What is Awareness?

‘Awareness’ is that which watches, observes and notices.

Awareness can move anywhere, through time and space. For example right now, you are able to be aware of your left foot.

You can be aware of the tip of your nose.

Our awareness can move in to a different space. It is possible to be aware of the space in your bathroom, right now. Take a moment to be aware of that space.

Awareness can move in to a different time. For example we are able to be aware of something that we did yesterday.

Awareness may be attentive to something for a short period, but it has a tendency to follow the movement in our world. Awareness can become heavily identified with the content of thoughts that pass through our existence, drawing our attention out into the future, or back into the past. It can also become fixated with the energy that can pass through our body and nervous system.

This identification with movement shapes and dominates our experience of life.

Because awareness has a tendency to keep moving, it appears we have no ability to be attentive to one thing for sustained periods. But it is possible for our awareness to remain attentive to the immovable Stillness that underlies thought, and energy, and everything in our material world.

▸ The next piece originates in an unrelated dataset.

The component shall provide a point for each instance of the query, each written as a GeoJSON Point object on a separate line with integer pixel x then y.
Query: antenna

This ability to remain attentive to the unchanging Stillness, or in other words this present moment, allows us to experience on-going peace and contentment.

Our world continues to move and change, but it is possible to remain here, completely aware of, and attentive to this present moment, not identifying with thought or energy that passes through our existence. When our awareness remains attentive to the Stillness, the experience of life is rich and full and profoundly peaceful. It is also highly effective and magical.

When we start to become aware, or see that our experience of life is a function of where we place our attention we begin to become empowered. We become less interested in the continually moving thoughts, energy and external aspects of our life.  We see that the more we allow our awareness to be attentive to this unmoving present moment, the more peace we experience.